During the month of October 2008, Saadi was the British Council Writer-in-Residence at George Washington University in Washington, D.C.

A novel, Joseph's Box, inspired by the Biblical/Quranic account of Joseph and Potiphar's wife, was published by Two Ravens Press in August 2009 and was nominated for the IMPAC Dublin Literary Award 2011. The novel is set in Scotland, England, Sicily and Pakistan.

==Bibliography==
- Books
- 2009: Joseph's Box. Ullapool: Two Ravens Press. Paperback: ISBN 978-1-906120-44-3.
- 2004: Psychoraag. Edinburgh: Black & White Publishing. Hardcover: ISBN 1-84502-010-3. Paperback: ISBN 1-84502-062-6.
- 2004: The White Cliffs. Dingwall: Sandstone Press. ISBN 0-9546333-1-8.
- 2001: The Burning Mirror. Edinburgh: Polygon Books.

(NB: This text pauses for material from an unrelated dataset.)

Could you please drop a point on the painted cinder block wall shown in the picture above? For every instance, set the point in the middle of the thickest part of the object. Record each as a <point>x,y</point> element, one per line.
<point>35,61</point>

Paperback: ISBN 0-7486-6293-6, ISBN 978-0-7486-6293-7.
- 1997: The Snake. (Under the pen name Melanie Desmoulins.) Creation Books. Paperback: ISBN 1-871592-82-8.

- Plays
- 2006: Garden of the Fourteenth Moon.
- 2005: The White Cliffs. Glasgow.
- 2004: The Dark Island. London, BBC Radio 4.
- 2003: Saame Sita. Edinburgh.

- Librettos
- 2007: Queens of Govan, libretto, Scottish Opera Five:15 project.

- Anthologies
- 2005: Freedom Spring: Ten Years On. Editors: Suhayl Saadi, Catherine McInerney. New Lanark: Waverley Books. Paperback: ISBN 1-902407-33-4, ISBN 978-1-902407-33-3.
- 2003: A Fictional Guide to Scotland. Editors: Meaghan Delahunt, Suhayl Saadi, Elizabeth Reeder. Glasgow: OpenInk. Paperback: ISBN 0-9545560-0-3, ISBN 978-0-9545560-0-6.
- 2003: Shorts: The Macallan Scotland on Sunday Short Story Collection. Editor: Suhayl Saadi. Edinburgh: Polygon Books. Paperback: ISBN 0-7486-6329-0, ISBN 978-0-7486-6329-3.

Saadi was also a contributor to Pax Edina: The One O' Clock Gun Anthology (Edinburgh, 2010)

- Novellas
- 2006: The Saelig Tales. In Magic Afoot, the first print edition of Textualities magazine. ISBN 0-9552896-0-2, ISBN 978-0-9552896-0-6.
- 2005: The Aerodrome. Dingwall: Sandstone Press. Published online ISBN 1-905207-04-2.
- 2006: The White Cliffs. Dingwall: Sandstone Press. Paperback ISBN 0-9546333-1-8, ISBN 978-0-9546333-1-8.
- 2008: The Spanish House. Published online by the University of Glasgow Association for Scottish Literary Studies in its biannual ezine The Bottle Imp.